Many of us associate a wind turbine with sustainable farming as we regularly see them spinning ferociously on grassy hill tops in rural areas. The truth is that wind turbines have now been specially adapted for residential use and they can be used in addition to other energy efficient products to reduce one’s carbon footprint.
A wind turbine operates by converting energy produced by wind into kinetic energy that we can use as electricity in our home. Turbines consist of a rotor, a generator and gear box and are modeled aerodynamically in order to receive optimum wind to convert into electricity. When the blades of a wind turbine capture the kinetic (or moving) energy they begin to power a mechanism that runs from the rotor to the generator. The generator of the wind turbine then converts that energy into electricity.
Wind turbines are divided into two functioning categories: vertical axis turbines and horizontal axis wind turbines. If you purchase a horizontal axis, you will have to situate the turbine so that it is facing into the wind. A vertical axis turbine does not necessarily need to be facing into the wind to function. For a wind turbine to function at its maximum capacity and convert energy from one form to another, wind speeds surrounding the turbine need to reach a speed in excess of 16kph, so a wind turbine would only benefit an individual living in a relatively windy area.
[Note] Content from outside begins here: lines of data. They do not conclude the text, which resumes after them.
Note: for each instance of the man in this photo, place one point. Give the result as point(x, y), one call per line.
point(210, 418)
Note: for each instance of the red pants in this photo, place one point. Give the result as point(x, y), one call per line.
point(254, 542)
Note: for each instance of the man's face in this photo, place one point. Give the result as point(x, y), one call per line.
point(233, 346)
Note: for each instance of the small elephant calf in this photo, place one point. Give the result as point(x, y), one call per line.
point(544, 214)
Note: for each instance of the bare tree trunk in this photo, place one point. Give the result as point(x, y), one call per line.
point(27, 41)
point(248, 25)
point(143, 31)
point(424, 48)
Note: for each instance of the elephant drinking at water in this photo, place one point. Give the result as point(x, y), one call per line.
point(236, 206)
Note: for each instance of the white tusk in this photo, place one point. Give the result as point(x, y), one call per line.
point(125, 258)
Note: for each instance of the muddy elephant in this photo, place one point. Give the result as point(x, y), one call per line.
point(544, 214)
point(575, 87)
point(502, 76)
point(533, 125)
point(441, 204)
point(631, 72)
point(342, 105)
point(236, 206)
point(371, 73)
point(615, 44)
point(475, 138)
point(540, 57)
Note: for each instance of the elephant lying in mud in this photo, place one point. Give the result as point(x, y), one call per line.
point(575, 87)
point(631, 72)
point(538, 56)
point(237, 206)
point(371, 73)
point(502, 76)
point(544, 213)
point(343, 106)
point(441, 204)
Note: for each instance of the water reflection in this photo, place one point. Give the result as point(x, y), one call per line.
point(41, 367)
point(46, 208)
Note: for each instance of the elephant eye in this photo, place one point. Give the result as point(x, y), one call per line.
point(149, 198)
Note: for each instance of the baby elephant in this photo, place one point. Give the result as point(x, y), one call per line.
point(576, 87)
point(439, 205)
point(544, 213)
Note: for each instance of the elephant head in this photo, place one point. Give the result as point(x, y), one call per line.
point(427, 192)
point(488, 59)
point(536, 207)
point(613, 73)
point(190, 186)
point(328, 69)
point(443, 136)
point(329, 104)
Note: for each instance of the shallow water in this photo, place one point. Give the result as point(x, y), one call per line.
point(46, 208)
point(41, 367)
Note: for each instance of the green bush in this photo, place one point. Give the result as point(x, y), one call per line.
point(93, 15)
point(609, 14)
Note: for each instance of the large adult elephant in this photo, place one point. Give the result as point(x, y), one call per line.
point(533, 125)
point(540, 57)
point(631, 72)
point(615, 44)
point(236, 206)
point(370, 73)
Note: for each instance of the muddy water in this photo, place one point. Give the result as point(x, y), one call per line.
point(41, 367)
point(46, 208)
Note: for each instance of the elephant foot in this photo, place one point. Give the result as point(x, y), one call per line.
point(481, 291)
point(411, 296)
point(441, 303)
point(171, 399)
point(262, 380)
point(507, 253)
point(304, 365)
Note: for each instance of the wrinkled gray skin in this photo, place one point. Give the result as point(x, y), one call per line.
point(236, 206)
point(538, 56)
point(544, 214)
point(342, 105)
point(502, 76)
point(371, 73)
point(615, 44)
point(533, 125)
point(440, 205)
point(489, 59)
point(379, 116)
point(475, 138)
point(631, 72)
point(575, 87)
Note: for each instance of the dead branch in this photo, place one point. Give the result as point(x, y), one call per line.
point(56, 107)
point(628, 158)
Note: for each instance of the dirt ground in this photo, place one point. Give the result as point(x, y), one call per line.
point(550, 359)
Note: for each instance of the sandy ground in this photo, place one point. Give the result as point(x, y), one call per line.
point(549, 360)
If you speak to any South African sustainable energy expert, it is guaranteed that a vast amount of them will advise that the disadvantages outweigh the advantages when it comes to utilising wind turbines in a suburban area. This is owing to the fact that in heavily populated residential areas, wind turbines are not able to function at their optimum efficiency level and you might find that the energy the wind turbine produces is erratic which makes things inconvenient. A positive alternative to using a wind turbine to generate energy for your home is the use of solar energy products. By changing your regular home products to solar power products you will:
• Save money: after the initial set up cost of installing solar powered products in your home, the energy provided is free. Typical payback period for investing in solar power in SA is about 7-10 years, after which you can expect free electricity for an additional 20-30 years.
• Reduce your carbon footprint: solar powered products are safe and environmentally friendly – therefore reducing your carbon emissions and contributing to preserving the environment.
Using a wind turbine in an area where there are no surrounding houses or buildings will let the turbine work at its prime capacity but as many of us live in residential areas where our homes are closely situated next to each other, solar powered products will ultimately provide you with more regular solar energy than a wind turbine.
Domestic wind turbines in conjunction with solar panels & solar geysers can provide a high proportion of household domes tic power requirements. High-draw appliances such as electric stoves and fridges usually need supplemental electricity although advances in energy efficiency are being made. At the other end of the scale, massive industrial wind turbines can generate substantial amounts of electricity- when there’s wind. ‘Windmills’ are a common sight in many areas of South Africa such as the Karoo. Technically they are not windmills but wind turbines that pump borehole water. Remote bushveld farms in Limpopo and Mpumalanga used to rely heavily on windmills for water provision to livestock and game. Unfortunately, many windmills have been replaced by diesel and electrical pumps (the transition took place when fuel and electricity were very inexpensive). One disadvantage of windmills is that if wind speeds are low, no water will be pumped. This can be overcome by the construction of a water reservoir that will store water on windy days for periods when there is no wind. There are still functioning windmills in the Kruger National Park; some may consider them visual pollution but their environmental benefits probably outweigh this. Artificial water provision to wild animals in large conservation areas is controversial but that’s a topic for another time!